Extrait du guide d'installation gentoo:

 *Quote:*   

> Code Listing 7: Selecting necessary file systems
> 
> File systems --->
> 
>   [*] Virtual memory file system support (former shm fs)
> ...

 

o-negative

----------

## gobiwan

j'ai utilisé genkernel all

pour eviter de faire trop de bétises

----------

## ercete

Voilà le truc en fait genkernel ne semble pas activer cette option,

le mieux c'est de suivre à la lettre la doc pour configurer toi même le noyau

ensuite tu testes et tu prie saint-ternet que ca vienne de là  :Smile: 

----------

## hayoth

Salut gobi !

Désolé de t'avoir un peu laissé tomber, mais là je n'avais plus trop de temps .. Je vois que tu t'es vite fait de nouveaux amis  :Wink: 

Bon pour ton kernel, si tu vx ajouter des options que genkernel ne met pas, tu px faire un 

```
genkernel all --config
```

ça te permet d'acceder à la configuration du noyau, de la meme maniere qu'un make menuconfig, si tu le faisais "à la main". (tu le feras plus tard hein  :Wink:  )

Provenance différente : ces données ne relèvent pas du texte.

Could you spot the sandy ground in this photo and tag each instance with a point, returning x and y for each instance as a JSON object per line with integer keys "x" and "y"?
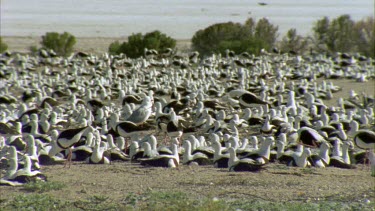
{"x": 276, "y": 183}
{"x": 87, "y": 44}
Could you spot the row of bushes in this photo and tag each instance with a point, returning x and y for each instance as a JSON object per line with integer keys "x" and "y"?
{"x": 340, "y": 34}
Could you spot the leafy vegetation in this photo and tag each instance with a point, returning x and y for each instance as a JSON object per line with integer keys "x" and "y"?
{"x": 3, "y": 45}
{"x": 42, "y": 186}
{"x": 62, "y": 44}
{"x": 137, "y": 43}
{"x": 345, "y": 35}
{"x": 250, "y": 37}
{"x": 292, "y": 42}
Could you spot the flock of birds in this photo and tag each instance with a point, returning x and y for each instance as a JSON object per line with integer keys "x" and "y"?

Là tu rajoutes l'option que t'a conseillé onenegatvie.

Par la meme occasion, dans Device Drivers > Character devices , tu met agpgart en module (<M>) puis tu selectionne generic sis en dessous, et tu enleves DRM (encore plus bas, si je ne dis pas de betises, je me rappelle plus trop de tête), ça te servira qd tu voudras mettre X et l'acceleration 3D.

Ensuite l'erreur que t'affiche lilo qd tu l'executes...

Tu devrais essayer de remonter /proc qd tu reboot avec ton live cd , cad 

 *Quote:*   

> 
> 
> mount /dev/hda8 /mnt/gentoo
> 
> mount /dev/hda6 /mnt/gentoo/boot
> ...

 

ça devrais (peutetre regler) ton probleme ?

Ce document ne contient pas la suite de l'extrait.